There is nothing straightforward about the state of the Middle East; it is a volatile geography of people resistant to living in harmony among themselves, much less among and within the rest of the world. The collapse of order in Iraq, Syria, and now Yemen, that is so distressing to the Sunni Arab majority, resentful of the Islamic Republic of Iran's revolutionary ardour in viewing itself as the natural successor-state to the Prophet Mohammad's caliphate is unleashing a whole other dimension.

The removal of Iraq's dictator was viewed by the West as a gift to Iraq, but Saddam Hussein's absence -- when a firm grip on power also meant that even though a minority Sunni elite was controlling a majority Shiite population whose resentment would be kept in check, not to mention that of the Kurdish population -- unleashed the hellfire of sectarian retribution and mass murder that no Western assemblage was capable of handling.

When it was decided that the Benghazi militias, a rag-tag group of tribal civilians converted into rebel material deciding they'd been exploited and manipulated, threatened and disfavoured long enough by Moammar Ghadafi were being targeted by the regime's artillery and aerial bombs, the West rode to their rescue, by clearing the air of regime warplanes, and aiding the rebels, even though it was known that among them were Islamist militias.
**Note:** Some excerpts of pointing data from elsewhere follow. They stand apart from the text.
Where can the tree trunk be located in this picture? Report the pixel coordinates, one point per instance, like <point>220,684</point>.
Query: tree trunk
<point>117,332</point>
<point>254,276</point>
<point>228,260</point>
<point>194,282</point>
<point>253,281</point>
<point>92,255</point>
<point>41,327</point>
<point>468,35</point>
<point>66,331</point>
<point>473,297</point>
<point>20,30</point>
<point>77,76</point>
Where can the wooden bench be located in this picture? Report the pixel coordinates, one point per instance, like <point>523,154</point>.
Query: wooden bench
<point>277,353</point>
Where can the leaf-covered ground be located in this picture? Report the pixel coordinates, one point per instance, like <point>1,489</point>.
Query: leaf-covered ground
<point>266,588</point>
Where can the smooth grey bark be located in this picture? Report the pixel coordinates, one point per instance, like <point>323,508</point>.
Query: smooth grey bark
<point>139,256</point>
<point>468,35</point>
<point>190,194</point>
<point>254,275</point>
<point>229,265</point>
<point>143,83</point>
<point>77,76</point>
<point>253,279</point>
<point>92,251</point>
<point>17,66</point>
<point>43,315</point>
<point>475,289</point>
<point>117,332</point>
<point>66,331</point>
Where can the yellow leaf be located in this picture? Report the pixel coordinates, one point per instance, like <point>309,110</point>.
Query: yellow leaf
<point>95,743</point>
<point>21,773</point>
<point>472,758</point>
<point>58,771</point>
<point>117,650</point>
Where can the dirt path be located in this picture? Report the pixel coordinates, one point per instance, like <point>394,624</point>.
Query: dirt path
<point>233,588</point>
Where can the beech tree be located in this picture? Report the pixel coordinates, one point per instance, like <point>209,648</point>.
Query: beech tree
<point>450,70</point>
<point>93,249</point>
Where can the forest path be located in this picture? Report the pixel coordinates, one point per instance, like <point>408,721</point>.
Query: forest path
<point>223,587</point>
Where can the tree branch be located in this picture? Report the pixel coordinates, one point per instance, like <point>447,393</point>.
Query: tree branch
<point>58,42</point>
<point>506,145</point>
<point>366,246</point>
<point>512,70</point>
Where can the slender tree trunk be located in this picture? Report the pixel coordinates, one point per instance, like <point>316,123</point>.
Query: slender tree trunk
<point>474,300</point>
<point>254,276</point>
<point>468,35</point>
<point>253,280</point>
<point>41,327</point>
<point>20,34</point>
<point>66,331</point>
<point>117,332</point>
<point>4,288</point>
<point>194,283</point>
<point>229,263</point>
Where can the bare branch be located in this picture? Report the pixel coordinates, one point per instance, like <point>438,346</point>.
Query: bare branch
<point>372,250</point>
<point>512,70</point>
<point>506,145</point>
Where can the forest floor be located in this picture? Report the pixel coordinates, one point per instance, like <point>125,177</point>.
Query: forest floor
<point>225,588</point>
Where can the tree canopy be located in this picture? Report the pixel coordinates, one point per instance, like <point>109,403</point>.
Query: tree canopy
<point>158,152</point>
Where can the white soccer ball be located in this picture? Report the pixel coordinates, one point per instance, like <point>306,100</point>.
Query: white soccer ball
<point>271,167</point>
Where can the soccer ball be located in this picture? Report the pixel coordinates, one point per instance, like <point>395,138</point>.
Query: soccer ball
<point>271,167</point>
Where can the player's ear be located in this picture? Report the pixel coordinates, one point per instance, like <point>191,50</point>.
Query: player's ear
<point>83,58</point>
Now, the West is reaping the whirlwind of the distemper of the Arab Islamist season.

That, despite that the Arab Spring seemed to give promise of another era on the horizon, freeing the Arab Middle East from its assortment of tyrants and dictators, only to result in a rebound of the same in some nations, and a collapse of civilization in others. And when intervention would have represented a stellar choice of action when a Shiite Baathist Syrian regime began assaulting its Syrian Sunni rebellion, hesitation invited the presence of Islamists armed with Libya's advanced and abandoned military weapons.

Humanists, armchair pundits, UN supporters are agonizing over the failure of the West to discriminate in its choices of action/inaction, in view of the R2P concept of intervening to avert mass atrocity, as a last resort of international reaction. Wait: didn't Vladimir Putin whisper sweet escape from 'red lines' into Barack Obama's ears about diplomacy being far superior than military action to stop a regime's president from ordering chemical attacks on his own people?

Libya is a wreck, Syria has imploded, Iraq is rent asunder and Iran is in the ascendancy while cleaving to its nuclear program that sanctions stalled, but American assurances have given Iran reason to believe it will soon have ample financial resources restored so it can continue paying its proxy terrorist militias, while simultaneously perfecting and accelerating its nuclear agenda.

This is the Middle East going to hell in a handbasket; the question is the spread of the hellacious dysfunctional threats entering Europe via Libya as Muslims from Africa and the Middle East desperately flee their countries of origin which have become cement mixers using humans as the fixative to pave their way to total breakdown in a mass psychosis of hatred known as Islamist jihad.

Photo by Antonio Parrinello/Reuters
A navy ship filled with migrants left Sicily's Augusta harbor on June 1, 2014. Italian navy patrol ships rescued more than 3,500 migrants in May 2014, as the crisis in the southern Mediterranean escalated last year. A total of 3,612 people from Syria and North Africa were recovered from 11 boats and taken to other ports in Sicily and Lampedusa.